The refining profit, or margin, to turn crude oil into middle distillate fuels, or diesel and kerosene, has surged as plant maintenance and unscheduled shutdowns in Asia cut production. The refining margin in Singapore, Asia’s biggest oil trading center, has almost doubled in the second quarter from the previous three-month period, according to AG Edwards & Sons Inc, a unit of the largest full-service US brokerage based outside New York.
‘‘Prices of rival light grades from Africa have gone up and there’s demand for similar varieties from other regions,’’ said Akira Kamiyama, a trader at Mitsui & Co in Tokyo. ‘‘Margins for middle distillates are very strong right now.’’

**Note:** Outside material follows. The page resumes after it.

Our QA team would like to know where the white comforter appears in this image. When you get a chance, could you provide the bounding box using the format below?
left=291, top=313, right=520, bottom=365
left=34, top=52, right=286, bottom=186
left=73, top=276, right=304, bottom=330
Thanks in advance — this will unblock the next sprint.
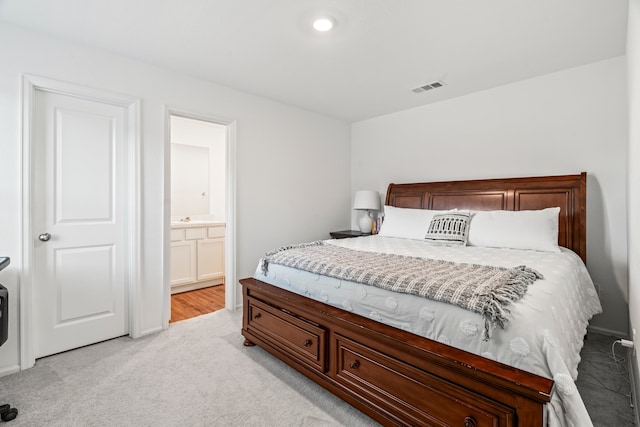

Saudi Aramco raised differentials over its benchmark price for Super Light crude oil by 40 cents to $7.25 a barrel, Extra Light by 45 cents to $3.65 a barrel and Arab Light by 15 cents to 35 cents a barrel. These so-called light grades yield more gasoline, diesel and kerosene after processing.
Saudi Aramco kept prices of its Arab Medium and Arab Heavy grades unchanged at minus $2.85 a barrel and minus $5.95 a barrel.
These varieties yield more fuel oil, a product of which the crack, or price spread to Dubai crude, has declined.
The crack fell to minus $16.17 a barrel on July 3, the lowest ever, according to Bloomberg calculations.